Dunn had written two novels before Geek Love and been writing for Zusman and Willamette Week for a decade.
“She was a superstar,” he says. “She was a very classy lady who was also very direct. She used to wear a button on her jacket, ‘The meek shall inherit shit.’”
One of the things that brought attention was her love of boxing.
“She was able to capture the imagination of people who never cared about boxing,” Zusman says.
In a collection of her boxing writing, Dunn writes about the effect of going to a live fight for the first time.
“I was electrified,” she writes. “It was a plunge into one of the great mysteries - the nature of violence. This mania for the task at hand contributes to the inclusive nature of the sport. Race, gender, religion, size, age, education - none of it matters are serious about the work.”
And Zusman says she was serious.
“She saw boxing as a metaphor for so many other things,” he says. “For a long time, she was the only female boxing writer anywhere in the country and the combination of her skill with her perspective gave us unique coverage.”
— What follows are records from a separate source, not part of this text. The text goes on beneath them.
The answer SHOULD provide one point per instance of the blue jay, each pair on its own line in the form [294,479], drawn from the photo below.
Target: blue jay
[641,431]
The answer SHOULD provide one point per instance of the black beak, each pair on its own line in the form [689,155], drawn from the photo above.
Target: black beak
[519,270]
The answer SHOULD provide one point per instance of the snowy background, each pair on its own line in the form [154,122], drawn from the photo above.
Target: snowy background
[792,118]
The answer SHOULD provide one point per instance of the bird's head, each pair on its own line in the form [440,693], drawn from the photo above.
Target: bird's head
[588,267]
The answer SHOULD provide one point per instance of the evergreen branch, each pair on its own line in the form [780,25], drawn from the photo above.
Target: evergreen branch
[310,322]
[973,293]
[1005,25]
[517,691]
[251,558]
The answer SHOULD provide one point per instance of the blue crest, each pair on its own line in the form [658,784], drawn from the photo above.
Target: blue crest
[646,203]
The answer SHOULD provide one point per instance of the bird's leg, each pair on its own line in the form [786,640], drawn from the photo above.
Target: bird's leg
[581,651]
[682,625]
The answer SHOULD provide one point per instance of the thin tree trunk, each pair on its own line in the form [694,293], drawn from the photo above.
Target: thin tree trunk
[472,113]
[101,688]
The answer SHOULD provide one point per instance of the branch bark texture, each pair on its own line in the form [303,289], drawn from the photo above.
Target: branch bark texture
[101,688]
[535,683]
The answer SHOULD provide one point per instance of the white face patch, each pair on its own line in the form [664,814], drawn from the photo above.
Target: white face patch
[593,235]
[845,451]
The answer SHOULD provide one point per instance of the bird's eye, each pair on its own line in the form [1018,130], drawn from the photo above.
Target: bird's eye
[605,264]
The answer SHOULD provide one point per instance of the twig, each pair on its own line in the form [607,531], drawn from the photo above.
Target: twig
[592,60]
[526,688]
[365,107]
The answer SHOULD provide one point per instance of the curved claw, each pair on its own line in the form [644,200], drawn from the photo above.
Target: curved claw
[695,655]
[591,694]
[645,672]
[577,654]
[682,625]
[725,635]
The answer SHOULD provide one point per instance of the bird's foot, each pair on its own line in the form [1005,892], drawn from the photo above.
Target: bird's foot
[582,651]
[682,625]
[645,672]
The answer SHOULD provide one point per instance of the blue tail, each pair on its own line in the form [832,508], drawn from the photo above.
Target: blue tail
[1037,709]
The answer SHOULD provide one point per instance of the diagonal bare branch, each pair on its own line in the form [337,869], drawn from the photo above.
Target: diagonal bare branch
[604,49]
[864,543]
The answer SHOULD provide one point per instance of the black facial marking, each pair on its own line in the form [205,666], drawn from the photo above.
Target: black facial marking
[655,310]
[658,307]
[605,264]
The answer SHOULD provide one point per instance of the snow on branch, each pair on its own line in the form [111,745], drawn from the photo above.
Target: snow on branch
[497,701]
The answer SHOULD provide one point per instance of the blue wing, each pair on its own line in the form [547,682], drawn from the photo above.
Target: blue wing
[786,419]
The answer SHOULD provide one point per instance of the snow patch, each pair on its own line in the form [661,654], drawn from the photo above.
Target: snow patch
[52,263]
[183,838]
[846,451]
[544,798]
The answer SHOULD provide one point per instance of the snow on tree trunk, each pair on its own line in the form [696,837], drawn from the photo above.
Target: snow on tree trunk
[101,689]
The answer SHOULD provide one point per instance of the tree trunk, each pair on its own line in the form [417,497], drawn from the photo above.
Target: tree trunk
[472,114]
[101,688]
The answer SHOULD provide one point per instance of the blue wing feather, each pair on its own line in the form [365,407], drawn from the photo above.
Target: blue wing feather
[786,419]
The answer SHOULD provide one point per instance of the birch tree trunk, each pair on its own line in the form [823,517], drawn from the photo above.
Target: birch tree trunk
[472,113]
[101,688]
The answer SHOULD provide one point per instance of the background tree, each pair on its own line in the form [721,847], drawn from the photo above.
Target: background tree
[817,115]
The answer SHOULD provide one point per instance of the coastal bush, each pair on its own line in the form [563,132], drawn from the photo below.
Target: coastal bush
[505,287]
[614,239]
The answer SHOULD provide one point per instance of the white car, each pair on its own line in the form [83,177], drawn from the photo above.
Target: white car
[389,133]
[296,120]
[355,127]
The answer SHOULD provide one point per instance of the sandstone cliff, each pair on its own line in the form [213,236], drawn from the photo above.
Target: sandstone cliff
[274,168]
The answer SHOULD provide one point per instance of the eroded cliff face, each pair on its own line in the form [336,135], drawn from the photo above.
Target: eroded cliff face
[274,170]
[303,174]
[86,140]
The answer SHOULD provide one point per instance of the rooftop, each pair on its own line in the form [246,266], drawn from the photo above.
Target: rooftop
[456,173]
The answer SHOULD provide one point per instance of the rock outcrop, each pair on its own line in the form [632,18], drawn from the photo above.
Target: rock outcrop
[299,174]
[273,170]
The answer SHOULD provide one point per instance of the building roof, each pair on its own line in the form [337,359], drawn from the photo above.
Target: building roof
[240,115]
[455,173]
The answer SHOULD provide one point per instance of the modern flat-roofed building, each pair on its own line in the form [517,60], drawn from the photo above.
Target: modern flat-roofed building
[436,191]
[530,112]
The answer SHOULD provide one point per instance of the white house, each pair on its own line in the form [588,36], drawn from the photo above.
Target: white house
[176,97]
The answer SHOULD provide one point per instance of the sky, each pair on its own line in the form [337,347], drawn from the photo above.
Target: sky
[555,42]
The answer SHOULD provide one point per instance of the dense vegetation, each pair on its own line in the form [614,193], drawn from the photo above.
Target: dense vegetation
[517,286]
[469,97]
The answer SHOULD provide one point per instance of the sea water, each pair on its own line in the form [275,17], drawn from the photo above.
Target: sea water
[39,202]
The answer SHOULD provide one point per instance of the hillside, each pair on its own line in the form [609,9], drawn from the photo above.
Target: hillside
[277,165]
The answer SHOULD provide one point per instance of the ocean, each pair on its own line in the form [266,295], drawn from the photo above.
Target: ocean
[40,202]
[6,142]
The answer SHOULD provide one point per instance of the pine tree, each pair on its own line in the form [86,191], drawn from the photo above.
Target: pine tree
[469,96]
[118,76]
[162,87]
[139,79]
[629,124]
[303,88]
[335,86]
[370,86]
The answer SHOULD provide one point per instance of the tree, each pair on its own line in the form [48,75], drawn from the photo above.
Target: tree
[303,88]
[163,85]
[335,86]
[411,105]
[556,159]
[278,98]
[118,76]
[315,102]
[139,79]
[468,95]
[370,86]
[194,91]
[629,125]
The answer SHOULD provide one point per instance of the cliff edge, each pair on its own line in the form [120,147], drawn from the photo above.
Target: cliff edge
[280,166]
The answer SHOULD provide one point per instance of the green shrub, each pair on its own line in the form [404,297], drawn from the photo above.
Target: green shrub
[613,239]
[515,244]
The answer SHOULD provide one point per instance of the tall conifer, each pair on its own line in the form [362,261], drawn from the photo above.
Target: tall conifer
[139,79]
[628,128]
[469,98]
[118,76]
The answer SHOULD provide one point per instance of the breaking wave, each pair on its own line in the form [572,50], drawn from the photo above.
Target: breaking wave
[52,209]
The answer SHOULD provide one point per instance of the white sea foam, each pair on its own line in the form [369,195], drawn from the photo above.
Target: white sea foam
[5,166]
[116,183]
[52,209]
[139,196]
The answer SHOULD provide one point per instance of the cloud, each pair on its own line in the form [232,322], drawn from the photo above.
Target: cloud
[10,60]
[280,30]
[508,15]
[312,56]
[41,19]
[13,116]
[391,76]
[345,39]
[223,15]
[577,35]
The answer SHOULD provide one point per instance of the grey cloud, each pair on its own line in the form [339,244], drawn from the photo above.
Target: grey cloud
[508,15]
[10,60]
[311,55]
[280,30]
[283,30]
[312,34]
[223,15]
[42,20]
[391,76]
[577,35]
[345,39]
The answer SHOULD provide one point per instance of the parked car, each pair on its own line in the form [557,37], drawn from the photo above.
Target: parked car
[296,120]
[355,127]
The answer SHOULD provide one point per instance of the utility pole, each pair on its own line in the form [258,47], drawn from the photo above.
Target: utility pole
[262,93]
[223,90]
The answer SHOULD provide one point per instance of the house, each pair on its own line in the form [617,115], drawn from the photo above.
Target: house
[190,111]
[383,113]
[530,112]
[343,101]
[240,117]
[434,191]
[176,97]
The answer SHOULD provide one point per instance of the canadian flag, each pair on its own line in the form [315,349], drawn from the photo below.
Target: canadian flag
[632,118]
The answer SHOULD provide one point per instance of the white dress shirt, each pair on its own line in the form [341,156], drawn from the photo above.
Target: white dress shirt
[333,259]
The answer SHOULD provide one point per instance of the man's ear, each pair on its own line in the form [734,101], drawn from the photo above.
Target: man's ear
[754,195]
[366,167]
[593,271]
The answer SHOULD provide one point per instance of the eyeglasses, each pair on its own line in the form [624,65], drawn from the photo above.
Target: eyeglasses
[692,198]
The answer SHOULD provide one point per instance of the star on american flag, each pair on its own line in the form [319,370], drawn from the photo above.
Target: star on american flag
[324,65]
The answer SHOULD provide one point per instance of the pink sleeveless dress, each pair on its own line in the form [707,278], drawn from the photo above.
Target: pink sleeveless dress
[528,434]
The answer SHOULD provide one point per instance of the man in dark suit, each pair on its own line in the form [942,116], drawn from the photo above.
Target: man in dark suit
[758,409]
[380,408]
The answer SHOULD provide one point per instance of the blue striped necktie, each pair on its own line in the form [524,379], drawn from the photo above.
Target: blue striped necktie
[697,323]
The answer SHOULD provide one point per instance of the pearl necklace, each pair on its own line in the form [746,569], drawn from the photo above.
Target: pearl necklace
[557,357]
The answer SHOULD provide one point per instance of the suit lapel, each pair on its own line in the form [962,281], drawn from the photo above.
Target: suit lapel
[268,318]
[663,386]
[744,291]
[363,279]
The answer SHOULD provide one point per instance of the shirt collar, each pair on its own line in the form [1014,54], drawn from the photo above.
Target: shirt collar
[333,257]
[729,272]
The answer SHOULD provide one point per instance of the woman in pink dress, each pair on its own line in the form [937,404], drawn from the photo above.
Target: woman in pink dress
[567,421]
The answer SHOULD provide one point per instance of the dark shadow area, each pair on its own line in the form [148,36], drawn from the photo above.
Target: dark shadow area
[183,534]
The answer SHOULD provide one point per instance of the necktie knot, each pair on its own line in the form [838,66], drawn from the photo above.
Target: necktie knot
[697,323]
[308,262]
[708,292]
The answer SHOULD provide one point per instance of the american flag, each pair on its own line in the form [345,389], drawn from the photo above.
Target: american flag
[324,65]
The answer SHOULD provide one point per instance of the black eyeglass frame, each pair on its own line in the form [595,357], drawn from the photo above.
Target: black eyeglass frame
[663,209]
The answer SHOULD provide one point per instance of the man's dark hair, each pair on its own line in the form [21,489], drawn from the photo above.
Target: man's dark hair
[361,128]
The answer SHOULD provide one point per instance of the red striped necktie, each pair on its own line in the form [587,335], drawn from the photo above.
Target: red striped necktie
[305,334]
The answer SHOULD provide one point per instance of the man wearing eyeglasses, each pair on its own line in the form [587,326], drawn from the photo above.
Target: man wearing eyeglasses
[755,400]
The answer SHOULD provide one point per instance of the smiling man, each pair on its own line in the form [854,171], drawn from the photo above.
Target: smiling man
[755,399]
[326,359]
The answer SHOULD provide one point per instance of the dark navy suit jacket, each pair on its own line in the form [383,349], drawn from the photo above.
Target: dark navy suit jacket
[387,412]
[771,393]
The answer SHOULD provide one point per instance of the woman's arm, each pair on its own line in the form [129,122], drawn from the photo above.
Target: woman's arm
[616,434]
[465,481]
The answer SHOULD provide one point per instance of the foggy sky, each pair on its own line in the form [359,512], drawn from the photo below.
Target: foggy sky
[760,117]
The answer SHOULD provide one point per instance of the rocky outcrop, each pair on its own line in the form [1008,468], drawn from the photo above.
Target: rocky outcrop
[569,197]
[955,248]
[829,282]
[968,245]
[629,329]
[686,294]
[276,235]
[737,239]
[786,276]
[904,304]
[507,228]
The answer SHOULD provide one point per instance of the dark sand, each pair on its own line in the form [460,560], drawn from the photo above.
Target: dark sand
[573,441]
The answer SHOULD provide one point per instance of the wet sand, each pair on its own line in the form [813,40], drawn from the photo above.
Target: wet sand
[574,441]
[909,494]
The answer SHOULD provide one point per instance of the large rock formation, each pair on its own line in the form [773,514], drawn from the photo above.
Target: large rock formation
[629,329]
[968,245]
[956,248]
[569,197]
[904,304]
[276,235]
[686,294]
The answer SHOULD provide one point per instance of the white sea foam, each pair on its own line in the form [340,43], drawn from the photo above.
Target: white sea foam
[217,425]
Even after the success of Geek Love and her days as a regular columnist were past Zusman says she would come in at his request to talk to the staff, offering critiques and praise.
“She was a consummate professional who loved the written word and cared for writing and spreading the gospel,” he says.
The one thing that seemed to get at Dunn, Zusman says, were questions about the next novel, the follow-up to “Geek Love.”
“It wasn’t that she wasn’t writing, there were lots of magazine pieces, pieces on boxing, stuff for newspapers,” he says. “But it was the one thing she didn’t want to talk about. It sort of frustrated and annoyed her that people kept asking when was “Cut Man” going to come out.”
Not a lot is known about the book.
There was an excerpt in The Paris Review a few years ago - and as much as Zusman would like to read more by her (“Maybe the completed manuscript is there on her desk,” he says), if it doesn’t happen, he’s satisfied with what she left us.
“She was funny and thoughtful,” he says. “Some people thought of her as this retiring flower, which couldn’t be more wrong. We had some huge battles. If she thought I was wrong, she was not afraid to tell me. She was the furthest thing from a pushover. She was one of those writers who care deeply aout their work.
“She contributed more than her fair share to the country’s literature. If nothing more is published by her, she will still be remembered as a unique talent and an excellent journalist. She helped make Portland Portland. She was a tough cookie and a good friend.”